R. v. Walker: Making It Slightly Safer To Be A Drunken Idiot
Last week the Supreme Court released its decision in R. v. Walker, 2008 SCC 34. The decision is not particularly groundbreaking, but further defines the guidelines of what is required of judges when discussing their reasons for acquittal in a murder case.
The facts of the case are straightforward: the accused, Bradley Gene Walker, shot and killed his common-law wife. Mr. Walker was found at trial to have been seriously intoxicated at the time of the shooting, and his account of the situation was that he had not intended to kill his wife, but merely use the gun to scare her. (Mr. Walker, at trial, noted that in hindsight this was idiotic.) Mr. Walker was charged with second degree murder and opted for trial by a judge rather than a jury; Kovach J. convicted him of manslaughter rather than murder, and sentenced him to eight years in prison. After applying double credit for the time spent in pre-trial custody, Mr. Walker’s prison sentence was five and a half years.

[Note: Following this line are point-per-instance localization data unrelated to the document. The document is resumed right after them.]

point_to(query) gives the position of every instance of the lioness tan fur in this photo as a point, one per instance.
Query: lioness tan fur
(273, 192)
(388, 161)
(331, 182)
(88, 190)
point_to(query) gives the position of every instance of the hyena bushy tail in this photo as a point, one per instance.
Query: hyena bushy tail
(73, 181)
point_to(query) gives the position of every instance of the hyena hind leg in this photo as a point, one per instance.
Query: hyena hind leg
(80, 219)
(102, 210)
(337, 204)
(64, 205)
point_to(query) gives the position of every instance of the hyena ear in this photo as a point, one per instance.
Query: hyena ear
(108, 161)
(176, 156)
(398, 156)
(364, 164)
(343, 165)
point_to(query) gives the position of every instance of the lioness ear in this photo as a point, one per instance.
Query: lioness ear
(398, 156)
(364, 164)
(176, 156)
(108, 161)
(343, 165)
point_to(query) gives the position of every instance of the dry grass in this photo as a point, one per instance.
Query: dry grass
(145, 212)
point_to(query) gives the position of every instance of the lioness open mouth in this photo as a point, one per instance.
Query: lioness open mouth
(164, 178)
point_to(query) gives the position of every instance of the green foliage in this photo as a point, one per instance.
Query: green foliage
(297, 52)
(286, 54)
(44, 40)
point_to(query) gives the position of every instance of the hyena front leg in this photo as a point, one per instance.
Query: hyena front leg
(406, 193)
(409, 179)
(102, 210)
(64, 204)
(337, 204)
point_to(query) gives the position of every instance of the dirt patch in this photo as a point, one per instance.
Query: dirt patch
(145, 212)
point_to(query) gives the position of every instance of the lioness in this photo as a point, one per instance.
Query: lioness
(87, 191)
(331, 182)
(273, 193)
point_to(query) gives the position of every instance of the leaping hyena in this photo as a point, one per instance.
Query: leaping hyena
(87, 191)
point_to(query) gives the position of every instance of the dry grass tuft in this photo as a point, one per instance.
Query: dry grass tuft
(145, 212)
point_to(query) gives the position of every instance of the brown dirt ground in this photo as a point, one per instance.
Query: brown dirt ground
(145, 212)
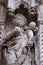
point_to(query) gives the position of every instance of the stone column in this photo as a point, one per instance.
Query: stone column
(2, 28)
(40, 34)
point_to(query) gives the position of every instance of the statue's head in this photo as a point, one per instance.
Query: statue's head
(19, 20)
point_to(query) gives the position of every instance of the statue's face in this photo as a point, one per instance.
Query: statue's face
(20, 20)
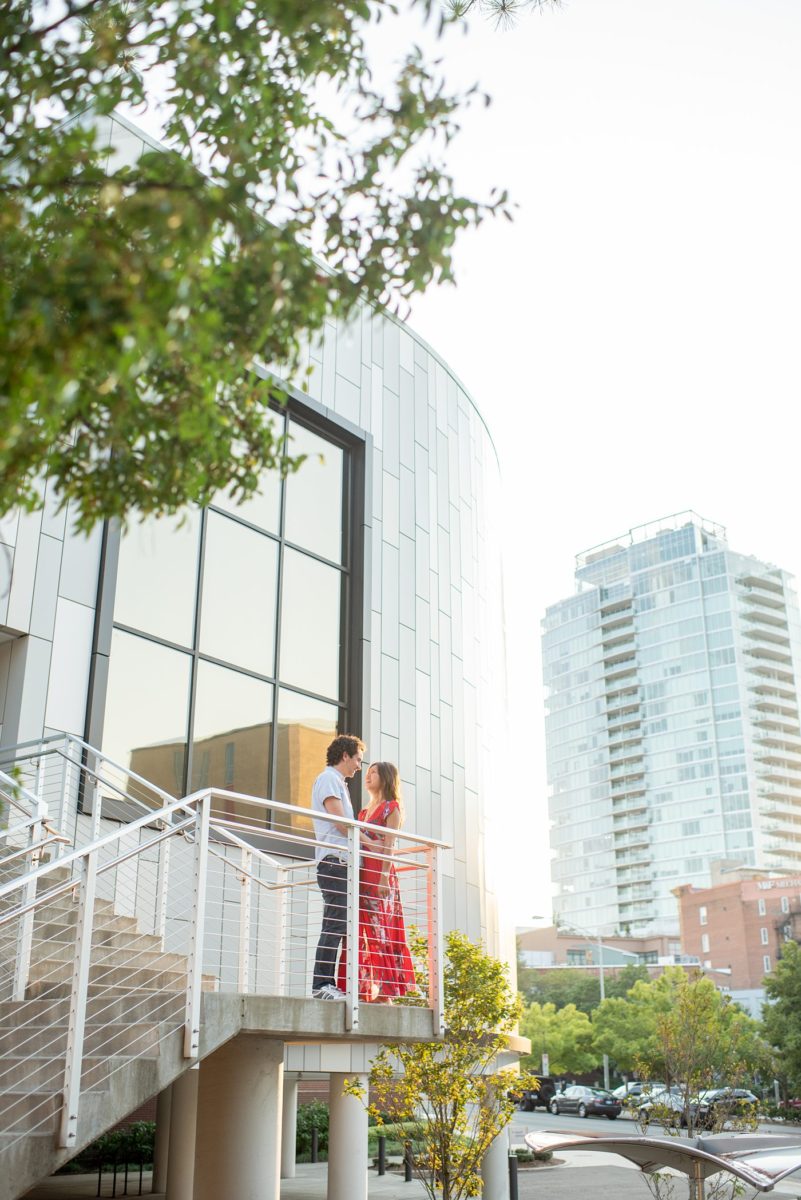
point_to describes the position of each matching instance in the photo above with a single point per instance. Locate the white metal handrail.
(185, 903)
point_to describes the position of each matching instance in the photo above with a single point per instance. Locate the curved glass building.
(362, 594)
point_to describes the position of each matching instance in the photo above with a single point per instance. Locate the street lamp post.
(596, 935)
(606, 1057)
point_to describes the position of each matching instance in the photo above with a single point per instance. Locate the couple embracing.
(385, 967)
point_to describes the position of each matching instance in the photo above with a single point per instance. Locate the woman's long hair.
(390, 781)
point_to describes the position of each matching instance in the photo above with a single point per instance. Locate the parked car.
(634, 1089)
(667, 1108)
(585, 1102)
(720, 1104)
(537, 1098)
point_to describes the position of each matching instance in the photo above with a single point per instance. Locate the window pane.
(146, 709)
(306, 727)
(233, 729)
(314, 496)
(309, 624)
(157, 577)
(263, 509)
(238, 619)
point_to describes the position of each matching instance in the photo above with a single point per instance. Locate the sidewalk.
(566, 1180)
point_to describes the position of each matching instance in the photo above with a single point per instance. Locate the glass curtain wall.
(227, 661)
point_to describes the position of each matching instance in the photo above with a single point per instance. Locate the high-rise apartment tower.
(672, 725)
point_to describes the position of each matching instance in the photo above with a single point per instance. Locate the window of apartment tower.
(228, 663)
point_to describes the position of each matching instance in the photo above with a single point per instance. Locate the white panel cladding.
(72, 643)
(434, 646)
(79, 567)
(23, 579)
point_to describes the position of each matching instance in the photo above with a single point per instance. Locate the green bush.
(133, 1145)
(309, 1116)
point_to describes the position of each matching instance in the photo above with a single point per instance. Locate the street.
(594, 1174)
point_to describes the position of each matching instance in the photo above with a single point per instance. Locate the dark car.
(721, 1104)
(585, 1102)
(537, 1098)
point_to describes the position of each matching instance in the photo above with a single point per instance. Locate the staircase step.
(109, 1039)
(50, 981)
(24, 1111)
(47, 1074)
(131, 955)
(52, 935)
(116, 1006)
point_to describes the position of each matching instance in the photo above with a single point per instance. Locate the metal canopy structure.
(759, 1159)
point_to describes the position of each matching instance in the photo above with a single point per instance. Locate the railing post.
(38, 786)
(78, 997)
(282, 940)
(435, 965)
(194, 965)
(25, 928)
(162, 882)
(64, 799)
(245, 923)
(351, 982)
(95, 759)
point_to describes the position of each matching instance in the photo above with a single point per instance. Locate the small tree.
(782, 1018)
(564, 1033)
(455, 1086)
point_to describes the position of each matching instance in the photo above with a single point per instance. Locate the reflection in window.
(233, 732)
(156, 577)
(238, 619)
(313, 516)
(146, 709)
(309, 624)
(263, 509)
(306, 726)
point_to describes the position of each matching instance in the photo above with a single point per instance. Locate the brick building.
(554, 947)
(741, 925)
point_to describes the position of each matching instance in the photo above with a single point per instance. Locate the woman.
(385, 966)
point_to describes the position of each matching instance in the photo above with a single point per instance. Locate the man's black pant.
(332, 882)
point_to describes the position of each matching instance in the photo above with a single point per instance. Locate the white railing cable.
(122, 931)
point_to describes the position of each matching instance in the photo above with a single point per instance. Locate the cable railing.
(107, 947)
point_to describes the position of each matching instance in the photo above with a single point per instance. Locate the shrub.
(313, 1115)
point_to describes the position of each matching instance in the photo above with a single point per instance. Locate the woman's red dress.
(385, 966)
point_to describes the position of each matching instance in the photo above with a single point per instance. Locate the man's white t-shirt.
(329, 783)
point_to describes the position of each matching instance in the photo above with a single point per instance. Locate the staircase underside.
(281, 1018)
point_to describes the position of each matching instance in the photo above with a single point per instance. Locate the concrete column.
(347, 1140)
(184, 1119)
(494, 1169)
(289, 1128)
(161, 1150)
(239, 1120)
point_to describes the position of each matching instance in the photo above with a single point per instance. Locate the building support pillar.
(347, 1139)
(182, 1125)
(239, 1120)
(161, 1149)
(494, 1169)
(289, 1128)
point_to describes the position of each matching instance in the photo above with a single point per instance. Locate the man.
(331, 799)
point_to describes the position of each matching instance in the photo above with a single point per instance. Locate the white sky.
(632, 339)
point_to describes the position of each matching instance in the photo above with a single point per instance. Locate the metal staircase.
(125, 918)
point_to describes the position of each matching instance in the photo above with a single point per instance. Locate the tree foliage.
(782, 1017)
(456, 1083)
(565, 1035)
(574, 987)
(137, 297)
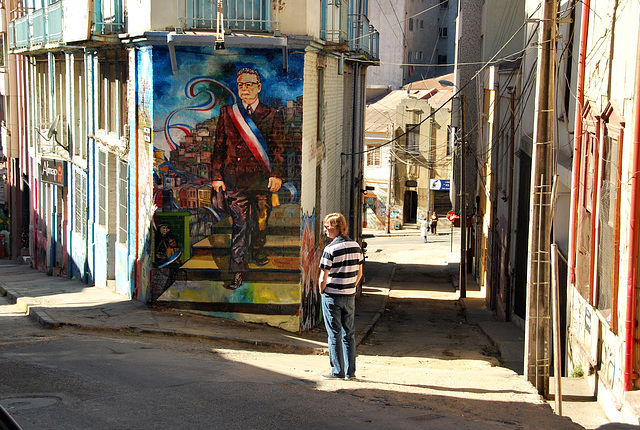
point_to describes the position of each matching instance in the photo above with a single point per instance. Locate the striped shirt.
(342, 258)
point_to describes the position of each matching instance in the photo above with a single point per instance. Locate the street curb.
(37, 314)
(369, 327)
(280, 347)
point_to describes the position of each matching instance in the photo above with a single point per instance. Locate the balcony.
(239, 15)
(339, 27)
(34, 29)
(333, 21)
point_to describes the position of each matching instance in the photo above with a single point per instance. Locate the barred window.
(123, 197)
(413, 140)
(80, 212)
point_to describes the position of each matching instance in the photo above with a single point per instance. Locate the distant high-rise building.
(417, 40)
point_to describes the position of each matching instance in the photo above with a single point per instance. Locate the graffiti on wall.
(227, 136)
(310, 272)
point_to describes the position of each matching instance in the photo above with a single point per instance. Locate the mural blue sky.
(173, 101)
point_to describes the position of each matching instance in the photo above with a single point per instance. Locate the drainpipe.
(577, 145)
(629, 344)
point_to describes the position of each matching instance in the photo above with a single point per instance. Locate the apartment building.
(150, 173)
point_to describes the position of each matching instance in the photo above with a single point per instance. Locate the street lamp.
(457, 122)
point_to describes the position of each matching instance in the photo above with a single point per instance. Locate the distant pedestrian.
(340, 273)
(424, 228)
(434, 223)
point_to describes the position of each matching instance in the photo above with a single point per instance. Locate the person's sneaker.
(332, 376)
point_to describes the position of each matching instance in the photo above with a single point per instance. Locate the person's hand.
(274, 184)
(217, 185)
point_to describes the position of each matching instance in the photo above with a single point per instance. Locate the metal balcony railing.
(239, 15)
(337, 25)
(19, 33)
(363, 37)
(39, 27)
(333, 21)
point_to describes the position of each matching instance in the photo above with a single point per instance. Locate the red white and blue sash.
(250, 133)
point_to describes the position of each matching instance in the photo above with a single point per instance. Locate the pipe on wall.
(630, 319)
(577, 145)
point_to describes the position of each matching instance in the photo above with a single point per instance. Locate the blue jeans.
(339, 318)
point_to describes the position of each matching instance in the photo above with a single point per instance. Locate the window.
(112, 111)
(102, 188)
(608, 233)
(123, 197)
(373, 155)
(78, 120)
(319, 131)
(413, 139)
(2, 43)
(80, 206)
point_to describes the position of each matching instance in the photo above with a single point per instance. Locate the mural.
(227, 136)
(310, 255)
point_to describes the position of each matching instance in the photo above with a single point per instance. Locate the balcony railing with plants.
(32, 29)
(363, 37)
(239, 15)
(338, 26)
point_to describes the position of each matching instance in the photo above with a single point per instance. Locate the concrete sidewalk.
(58, 301)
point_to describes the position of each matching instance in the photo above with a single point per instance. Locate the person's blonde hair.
(337, 221)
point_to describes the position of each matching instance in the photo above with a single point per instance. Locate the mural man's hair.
(337, 221)
(249, 71)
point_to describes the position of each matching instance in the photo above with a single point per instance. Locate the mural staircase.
(200, 281)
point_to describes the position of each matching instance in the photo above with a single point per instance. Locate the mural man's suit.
(247, 165)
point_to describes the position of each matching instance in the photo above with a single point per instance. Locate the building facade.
(417, 40)
(408, 161)
(151, 173)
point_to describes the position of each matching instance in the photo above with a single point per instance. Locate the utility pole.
(389, 186)
(463, 201)
(537, 328)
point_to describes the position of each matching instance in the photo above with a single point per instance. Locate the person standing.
(340, 273)
(247, 165)
(434, 222)
(424, 228)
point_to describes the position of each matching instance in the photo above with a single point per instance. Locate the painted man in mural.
(247, 166)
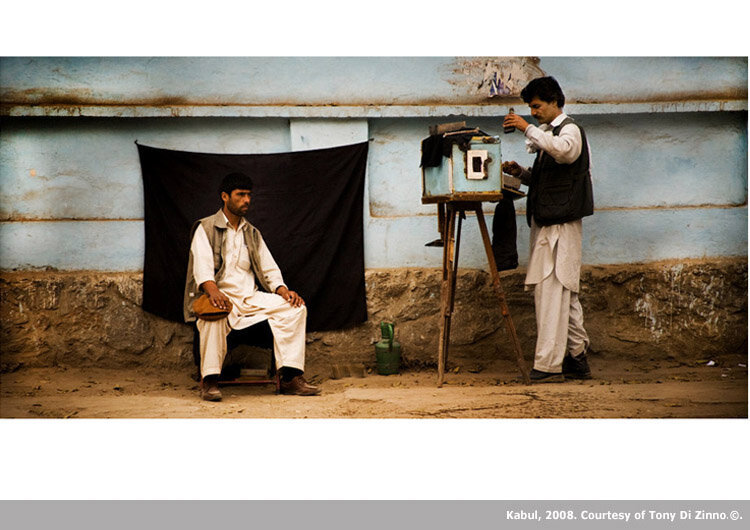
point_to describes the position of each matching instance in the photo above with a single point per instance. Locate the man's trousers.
(559, 321)
(288, 326)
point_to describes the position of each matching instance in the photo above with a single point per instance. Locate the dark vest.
(559, 193)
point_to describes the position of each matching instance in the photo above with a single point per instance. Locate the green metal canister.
(387, 351)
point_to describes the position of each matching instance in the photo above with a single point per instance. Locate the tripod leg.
(446, 297)
(501, 295)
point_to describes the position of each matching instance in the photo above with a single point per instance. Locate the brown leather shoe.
(299, 387)
(210, 388)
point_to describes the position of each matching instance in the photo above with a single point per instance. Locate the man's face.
(544, 111)
(237, 202)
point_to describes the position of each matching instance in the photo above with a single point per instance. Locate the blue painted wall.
(668, 139)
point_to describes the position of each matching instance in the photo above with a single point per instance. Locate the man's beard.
(236, 210)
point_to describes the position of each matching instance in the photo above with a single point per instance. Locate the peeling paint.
(498, 76)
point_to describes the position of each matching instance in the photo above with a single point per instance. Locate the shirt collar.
(557, 121)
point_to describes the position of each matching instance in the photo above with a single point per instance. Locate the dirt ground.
(619, 389)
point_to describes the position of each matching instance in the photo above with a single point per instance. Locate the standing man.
(560, 195)
(229, 261)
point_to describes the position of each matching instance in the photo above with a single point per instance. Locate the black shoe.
(299, 387)
(576, 367)
(210, 388)
(537, 376)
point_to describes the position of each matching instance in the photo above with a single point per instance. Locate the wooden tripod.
(452, 213)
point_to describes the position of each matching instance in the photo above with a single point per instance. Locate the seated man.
(229, 261)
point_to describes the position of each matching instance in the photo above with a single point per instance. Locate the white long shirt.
(555, 248)
(237, 280)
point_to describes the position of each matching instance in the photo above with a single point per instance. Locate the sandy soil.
(646, 389)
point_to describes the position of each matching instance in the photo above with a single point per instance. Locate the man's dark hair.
(235, 181)
(545, 88)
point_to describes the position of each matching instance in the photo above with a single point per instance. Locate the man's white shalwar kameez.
(555, 262)
(250, 305)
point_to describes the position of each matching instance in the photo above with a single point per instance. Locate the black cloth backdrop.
(306, 204)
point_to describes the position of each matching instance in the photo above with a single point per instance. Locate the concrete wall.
(669, 148)
(668, 138)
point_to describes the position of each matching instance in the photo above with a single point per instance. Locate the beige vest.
(215, 227)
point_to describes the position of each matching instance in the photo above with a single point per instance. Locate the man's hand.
(218, 299)
(512, 168)
(514, 120)
(290, 296)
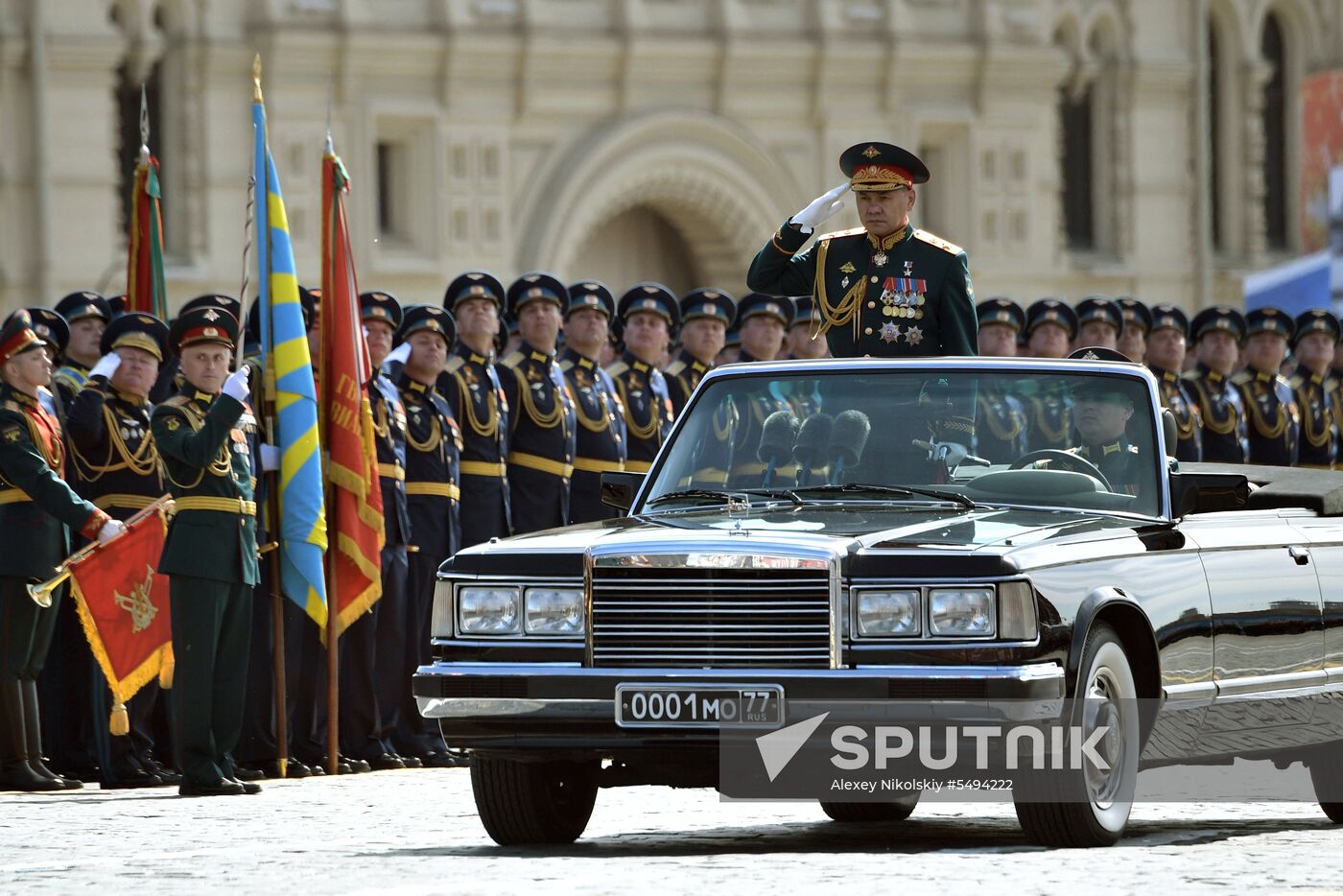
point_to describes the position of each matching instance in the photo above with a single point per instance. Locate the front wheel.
(1090, 806)
(533, 802)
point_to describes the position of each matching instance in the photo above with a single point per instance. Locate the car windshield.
(1061, 439)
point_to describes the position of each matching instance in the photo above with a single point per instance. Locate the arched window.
(1273, 50)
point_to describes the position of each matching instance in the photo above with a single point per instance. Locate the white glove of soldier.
(821, 210)
(269, 457)
(110, 530)
(106, 365)
(237, 385)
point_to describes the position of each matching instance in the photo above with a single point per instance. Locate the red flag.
(125, 610)
(355, 507)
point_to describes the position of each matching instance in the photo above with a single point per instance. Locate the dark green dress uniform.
(472, 387)
(36, 512)
(205, 443)
(902, 295)
(642, 389)
(116, 466)
(600, 445)
(541, 423)
(433, 499)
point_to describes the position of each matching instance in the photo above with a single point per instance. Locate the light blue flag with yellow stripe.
(284, 344)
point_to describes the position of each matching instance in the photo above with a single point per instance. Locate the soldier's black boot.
(15, 771)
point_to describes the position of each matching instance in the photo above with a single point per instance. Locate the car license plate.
(698, 707)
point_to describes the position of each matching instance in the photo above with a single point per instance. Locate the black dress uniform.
(205, 442)
(644, 389)
(473, 389)
(1221, 410)
(36, 512)
(903, 295)
(1275, 420)
(117, 468)
(1313, 395)
(433, 497)
(600, 445)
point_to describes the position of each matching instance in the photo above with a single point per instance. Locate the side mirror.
(618, 489)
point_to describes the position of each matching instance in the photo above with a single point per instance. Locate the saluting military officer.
(116, 466)
(1316, 333)
(433, 497)
(885, 289)
(541, 438)
(1165, 353)
(204, 436)
(648, 316)
(1000, 418)
(1218, 333)
(705, 316)
(1275, 420)
(473, 389)
(601, 419)
(36, 512)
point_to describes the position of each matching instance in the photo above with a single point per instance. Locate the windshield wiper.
(902, 490)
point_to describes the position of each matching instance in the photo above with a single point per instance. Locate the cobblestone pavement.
(416, 832)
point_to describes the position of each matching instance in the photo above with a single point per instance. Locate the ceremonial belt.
(219, 506)
(440, 489)
(124, 502)
(593, 465)
(483, 468)
(543, 463)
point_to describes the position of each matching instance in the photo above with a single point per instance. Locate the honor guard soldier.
(705, 316)
(1316, 335)
(117, 468)
(1275, 420)
(473, 389)
(648, 316)
(601, 418)
(1218, 333)
(433, 496)
(885, 289)
(1050, 326)
(1165, 353)
(1100, 322)
(541, 438)
(86, 315)
(203, 436)
(1138, 324)
(1000, 418)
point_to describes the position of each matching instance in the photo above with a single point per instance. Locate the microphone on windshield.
(810, 449)
(776, 438)
(848, 439)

The Crown appealed the decision, and the Saskatchewan Court of Appeal reversed it. Cameron J.A. found that although Kovach J. had explained his general reasons for not finding Mr. Walker guilty of murder, he had not explained the specifics of his reasoning well enough to support acquittal. Mr. Walker appealed.
The relevant text of Kovach J.’s original decision regarding Mr. Walker’s state of mind is as follows:
Although it’s not a specific finding of fact, it is my distinct impression that in part due to the effects of alcohol and in part to his personality, at the time of the shooting Walker was engaged in an act of bravado or machismo. He was showing off his latest toy [the shotgun] in an effort to intimidate Ms. Reynolds and impress her with his disappointment at her failure to embrace his desire to engage in a sexual threesome and her gall at walking away from him at the bar.
As disgusting and as utterly contemptuous as I find that conduct to be, it is not and I cannot find it to be tantamount to an intention to kill or an intention to cause bodily harm likely to cause death. And under the circumstances, I find Walker not guilty of murder, but guilty of manslaughter.
The Crown’s argument in this case was simple: since the trial judge didn’t explain specifically whether he was acquitting on the murder charge because Walker was intoxicated or because Walker shot his wife accidentally, he did not fulfill his judicial duty to clearly explain the acquittal, and thus the acquittal could not stand, as stated in R v. Sheppard, 2002 SCC 26. The Crown further cited R v. Kendall, (2005) 75 O.R. (3d) 565, as a prior example of a case where a judge’s inadequate elaboration in their decision led the Supreme Court to overturn an acquittal.
However, the Supreme Court disagreed with the Crown’s submissions. Justice Binnie’s reasons here are of a kind with those laid down in last week’s decision in R v. J.H.S.2008 SCC 30, where he made a strong argument for a common-sense application of the law to the problem at hand. Here, again, Justice Binnie dismisses an argument that, while technically sound, fails to adhere to the spirit of the law.
The spirit of the law in a murder trial is of course that the burden lies upon the Crown to establish the existence of mens rea. Although Kovach J. did not go into the minutiae of explaining why the culpable homicide could not be a murder, he laid out the broad argument quite sufficiently: Mr. Walker was stupidly careless, at least partly as a result of being drunk. Although the Court recognizes the importance of maintaining the duties enumerated in R. v. Sheppard, it felt that this was not an example of those duties being abandoned, and explicitly disagreed with the comparison to R. v. Kendall, where the trial judge wrote an extremely terse and insufficient decision.
Justice Binnie writes at para. 26:
…the effect of alcohol was a destabilizing factor that turned a “machismo” attempt to “intimidate” and “impress” Ms. Reynolds into a tragedy that the trial judge was unable to find was intended to “kill or . . . to cause bodily harm likely to cause death”. In my view, on a fair reading of the trial judge’s reasons as a whole, his reasonable doubt as to intent was raised by what he considered to be the real possibility that the shooting was the result of an accident in which the appellant’s alcohol consumption played a significant role.
This is, to this writer’s thinking, eminently the right ruling. Justice Binnie does not lower the bar on the requirement of judges to provide adequate reasons for their sentencing, but instead discusses how the trial judge satisfied that requirement. Ultimately, the most important element of any murder case is the presence of mens rea, and Kovach J.’s reasons adequately explain why, to his mind, there was reasonable doubt as to its existence. Once that reasonable doubt is present, it is not unreasonable to advance multiple reasons for it being present.